A charge ##Q## is distributed unifromly around a thin ring of radius ##b## which lies in ##xy## plane with its centre at the origin. Locate the point on the positive ##z## axis where the electric field is strongest ?

Physics ring charge.png


Homework Equations


The Attempt at a Solution



##\displaystyle d\vec E = {dQ \over b^2 + r^2 }\cos \alpha##. ##r## is the distance between the point, ##\alpha## is the angle between ##z## axis and the displacement vector , and the ring along ##z## axis.

##\displaystyle d\vec E = {\lambda dl \over b^2 + r^2 } \cos \alpha = d\vec E = {\lambda bd\theta \over b^2 + r^2 } \cos \alpha##.

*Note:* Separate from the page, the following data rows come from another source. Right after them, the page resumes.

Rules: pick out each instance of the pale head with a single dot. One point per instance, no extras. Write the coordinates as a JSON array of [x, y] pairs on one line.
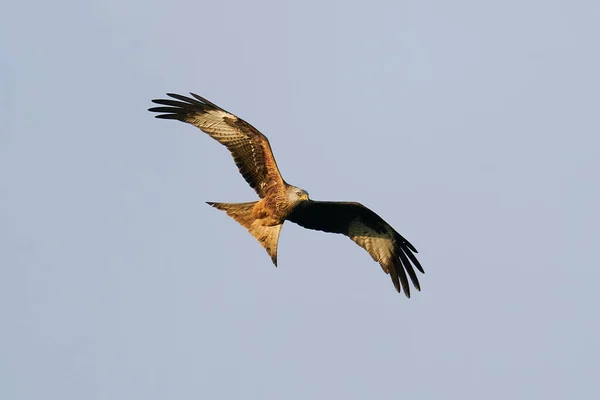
[[296, 195]]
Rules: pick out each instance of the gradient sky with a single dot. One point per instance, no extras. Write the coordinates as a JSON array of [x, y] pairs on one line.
[[472, 127]]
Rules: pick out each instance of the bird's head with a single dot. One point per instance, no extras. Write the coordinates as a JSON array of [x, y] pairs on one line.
[[296, 195]]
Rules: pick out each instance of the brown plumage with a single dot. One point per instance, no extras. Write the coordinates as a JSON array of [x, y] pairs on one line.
[[279, 201]]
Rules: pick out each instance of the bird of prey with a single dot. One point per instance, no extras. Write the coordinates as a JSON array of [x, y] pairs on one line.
[[280, 202]]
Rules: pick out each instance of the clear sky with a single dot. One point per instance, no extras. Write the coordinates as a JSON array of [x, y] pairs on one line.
[[472, 127]]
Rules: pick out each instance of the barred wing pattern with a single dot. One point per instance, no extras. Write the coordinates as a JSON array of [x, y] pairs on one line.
[[250, 149]]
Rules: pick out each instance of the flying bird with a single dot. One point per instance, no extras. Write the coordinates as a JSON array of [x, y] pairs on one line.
[[280, 202]]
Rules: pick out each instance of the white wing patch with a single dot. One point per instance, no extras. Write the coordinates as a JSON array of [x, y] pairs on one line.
[[379, 246], [213, 121]]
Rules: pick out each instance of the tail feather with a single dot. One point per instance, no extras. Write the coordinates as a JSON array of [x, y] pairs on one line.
[[267, 236]]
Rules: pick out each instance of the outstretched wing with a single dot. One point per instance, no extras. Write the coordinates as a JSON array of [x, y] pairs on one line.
[[369, 231], [250, 149]]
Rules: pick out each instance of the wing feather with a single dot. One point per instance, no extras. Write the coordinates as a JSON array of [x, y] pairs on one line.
[[250, 149], [386, 246]]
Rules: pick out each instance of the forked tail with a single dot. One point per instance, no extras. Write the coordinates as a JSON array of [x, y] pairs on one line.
[[267, 236]]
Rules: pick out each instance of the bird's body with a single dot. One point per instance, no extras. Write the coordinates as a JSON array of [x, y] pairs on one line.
[[280, 202]]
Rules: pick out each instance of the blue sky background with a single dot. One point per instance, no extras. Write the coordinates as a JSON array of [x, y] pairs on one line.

Using ##\displaystyle \cos \alpha = {r \over \sqrt{b^2 + r^2}}##.

##\displaystyle E = {br\lambda \over (b^2 + r^2)^{3/2} } \int^{2\pi}_{0} d\theta = {2\pi br\lambda \over (b^2 + r^2)^{3/2} }##

Since ##\displaystyle \lambda = {Q\over 2\pi b}##,

I get,

##\displaystyle E = {Qr \over (b^2 + r^2)^{3/2}}##

Which has a maximum ##\displaystyle r = {2\over 3\sqrt{3}b^2}##.

Am I correct ?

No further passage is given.